In Scala you're forced to check Options (or, better, handle both cases), so it's the same. Yes, if a "bare" null were somehow to get into your program then you would miss it. But where would that null come from? Only from a Java library and that's exactly the same problem in Kotlin. (Theoretically you could also get one coming out of some really bad Scala code, but the library ecosystem knows better than that, and in your own code you either simply don't do that or you use wartremover to enforce that you never do that)

1 comments

> In Scala you're forced to check Options

But you're never forced to use them. That's the main problem with Scala's approach: it's entirely er... optional.

The Scala compiler will never tell you "You can't write a.foo() because a may be null".

> Only from a Java library and that's exactly the same problem in Kotlin

No, it's not. The Kotlin compiler will not let such values enter Kotlin code until you've told it precisely whether that type is nullable or not.

Scala has no such mechanism so null values can enter Scala code without the compiler having any say over it.

> But you're never forced to use them.

Use wartremover, then you are. Or just never write "null" (or check for it in code review). Yes ideally it just wouldn't be there, but it's really not hard to avoid it.

> The Scala compiler will never tell you "You can't write a.foo() because a may be null".

But you'll never get yourself into a position where a may be null (unless a came from a Java library, but that exact same problem can happen in exactly the same way in Kotlin). If you need to represent absence you'll use Option, and the compiler won't let you write a.foo() if a is an Option.

> No, it's not. The Kotlin compiler will not let such values enter Kotlin code until you've told it precisely whether that type is nullable or not.

No it doesn't. It lets you silently treat a type returned from a Java library as non-nullable.

> Use wartremover, then you are.

Well, yes, that's my point: that the Scala compiler can't do it, so you need an external tool to do it for you.

It's a similar argument to a dynamic language programmer saying their language is statically typed, you just need to use that external tool to type check it.

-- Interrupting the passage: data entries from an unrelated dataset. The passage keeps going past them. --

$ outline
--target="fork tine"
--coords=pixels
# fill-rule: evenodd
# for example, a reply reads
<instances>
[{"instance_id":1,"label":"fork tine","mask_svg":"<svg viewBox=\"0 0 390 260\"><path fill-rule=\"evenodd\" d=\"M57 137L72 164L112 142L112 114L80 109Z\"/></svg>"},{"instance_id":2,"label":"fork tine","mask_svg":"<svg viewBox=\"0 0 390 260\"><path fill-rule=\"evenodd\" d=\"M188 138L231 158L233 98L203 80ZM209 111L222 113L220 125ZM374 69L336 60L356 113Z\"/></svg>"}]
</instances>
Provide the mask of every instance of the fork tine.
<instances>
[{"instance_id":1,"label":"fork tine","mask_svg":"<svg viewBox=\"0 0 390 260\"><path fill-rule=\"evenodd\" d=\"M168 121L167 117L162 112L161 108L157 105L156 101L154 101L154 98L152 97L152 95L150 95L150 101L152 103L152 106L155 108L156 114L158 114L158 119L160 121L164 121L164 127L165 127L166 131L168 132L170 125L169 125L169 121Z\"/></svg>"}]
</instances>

> But you'll never get yourself into a position where a may be null (unless a came from a Java library, but that exact same problem can happen in exactly the same way in Kotlin)

Again, no it can't.

Types coming from Java are marked as "platform types" by the Kotlin compiler and they are not allowed in the Kotlin code base. You need to convert them to a bona fide Kotlin type first (basically, decide if it's a nullable type or not).

It's the third time I've mentioned this and you keep ignoring it.

In contrast, Scala happily lets Java types enter the Scala object world, along with its null values.

> Well, yes, that's my point: that the Scala compiler can't do it, so you need an external tool to do it for you.

It's a compiler plugin so the compiler can do it, it just needs a little configuration. And in practice you don't need it.

> It's a similar argument to a dynamic language programmer saying their language is statically typed, you just need to use that external tool to type check it.

No it isn't, at all. The reason that doesn't work for dynamic languages is a) they tend to use inherently dynamic constructs that can't be safely typed b) the library ecosystem often isn't typed or is typed inaccurately. Neither of these things happens in Scala.

The ecosystem doesn't use null, no-one uses null in their code, it's a complete and utter non-problem. It's like the "haskell is no safer than anything else because you can still call unsafePerformIO" nonsense.

> Types coming from Java are marked as "platform types" by the Kotlin compiler and they are not allowed in the Kotlin code base. You need to convert them to a bona fide Kotlin type first (basically, decide if it's a nullable type or not).

Yes except they're implicitly convertible to non-nullable. So in practice it's no better than treating them as non-nullable.